Two adventurous male teenagers decide to ransack a strange looking solitary house in the desert of Las Vegas and luckily find two gemstones following an attack by a ferocious dog. It turns out that these stones are not just ordinary stones and imbue their handlers with extraterrestrial powers like an ability to control plants and animals, breathe inside water, feel extreme strength and bolster self-confidence.
But there is a huge problem--there are strong and very dangerous forces also seeking these gemstones too. These forces would not bait an eyelid before slashing anyone on their way to pieces, and they leave no witness too. They now know that the two teenagers have two powerful gemstones and are moving in for the kill! It turns out that owning any of the gemstones, using it, touching it, knowing of its existence, knowing someone who owns one or even being related to that person will forever make you a prey to be hunted down and chopped to pieces. Such a cruel price to pay for power!

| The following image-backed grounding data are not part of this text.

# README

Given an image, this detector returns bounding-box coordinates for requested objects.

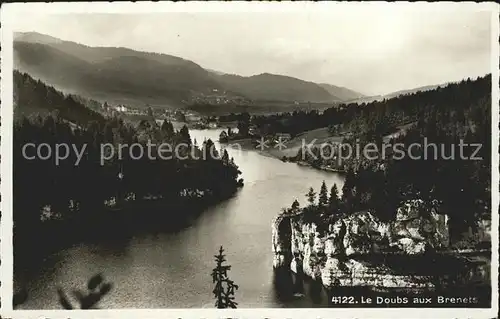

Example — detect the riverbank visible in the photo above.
[14,185,243,275]
[219,127,346,173]
[294,160,346,173]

I love the story's teenage protagonists and the use of diction reflecting their age. The author's descriptive and wild imaginative powers also help readers create mental pictures of the story as they go along, it was almost like watching a film and I had even begun to visualise actor Morgan Freeman playing the role of Freedman in the story. The story has some elements of horror without being entirely horrific, and there is a heightened use of necessary suspense needed to keep readers turning the novel's pages.

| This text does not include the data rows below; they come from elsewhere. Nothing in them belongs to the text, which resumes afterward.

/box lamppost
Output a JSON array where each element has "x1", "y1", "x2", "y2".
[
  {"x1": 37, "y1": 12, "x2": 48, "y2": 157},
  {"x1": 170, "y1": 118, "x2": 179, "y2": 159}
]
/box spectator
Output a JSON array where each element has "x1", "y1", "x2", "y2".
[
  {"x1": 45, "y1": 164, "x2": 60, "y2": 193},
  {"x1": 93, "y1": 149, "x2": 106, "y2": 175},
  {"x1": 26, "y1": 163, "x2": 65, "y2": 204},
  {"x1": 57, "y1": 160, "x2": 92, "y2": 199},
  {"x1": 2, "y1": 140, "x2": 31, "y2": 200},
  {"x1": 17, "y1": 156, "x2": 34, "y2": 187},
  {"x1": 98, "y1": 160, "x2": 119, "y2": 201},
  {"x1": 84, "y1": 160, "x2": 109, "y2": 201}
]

I found some things out of place in the novel though. For one, it appears the author made Peterson look creepy and amiable at the same time. For one who had such a treasure in his possession, it would seem out of place to draw unnecessary attention to himself in such a secluded location. Talk of visitors with luxury cars are out of place for a character like Peterson. A character like that ought to be stealthier than as portrayed in the story.
Secondly, I could not comprehend why Grimes had to attach his emerald stone to his dog if he could control the dog while holding the stone himself. Was this done so Max could easily find the stone? That part might need some straightening out. We are also left in the dark about what transpired in the house between Grimes and Peterson before Grimes unleashed the dog on him.
Also, Max appears to feel nothing when the rattlesnakes and critters get hurt but feels hurt when the dog, eagle, and squirrel are shot at. Is this supposed to be thus?
Lastly, I think a better opening for the novel should have been the scene where Max had rattle snakes attack Sams. I am sure that part would draw the interest of readers even more by defining the novel's essence as a fantasy fiction.
Eric Nelson has certainly gained a lot from his mentors. He might still lack the deftness and profundity of JRR Tolkien or James Patterson but he has demonstrated that he can effortlessly sustain the interest of his readers by telling a scintillating tale; besides, I would rather have a new Eric Nelson on the block than have a reincarnation of Tolkien or Patterson.
On a final note, I wish to issue a severe warning to Eric Nelson. How this story ends is for me a gemstone and I am The Beast; if you mess this up, you can be sure that I shall find you and do the needful with my blades!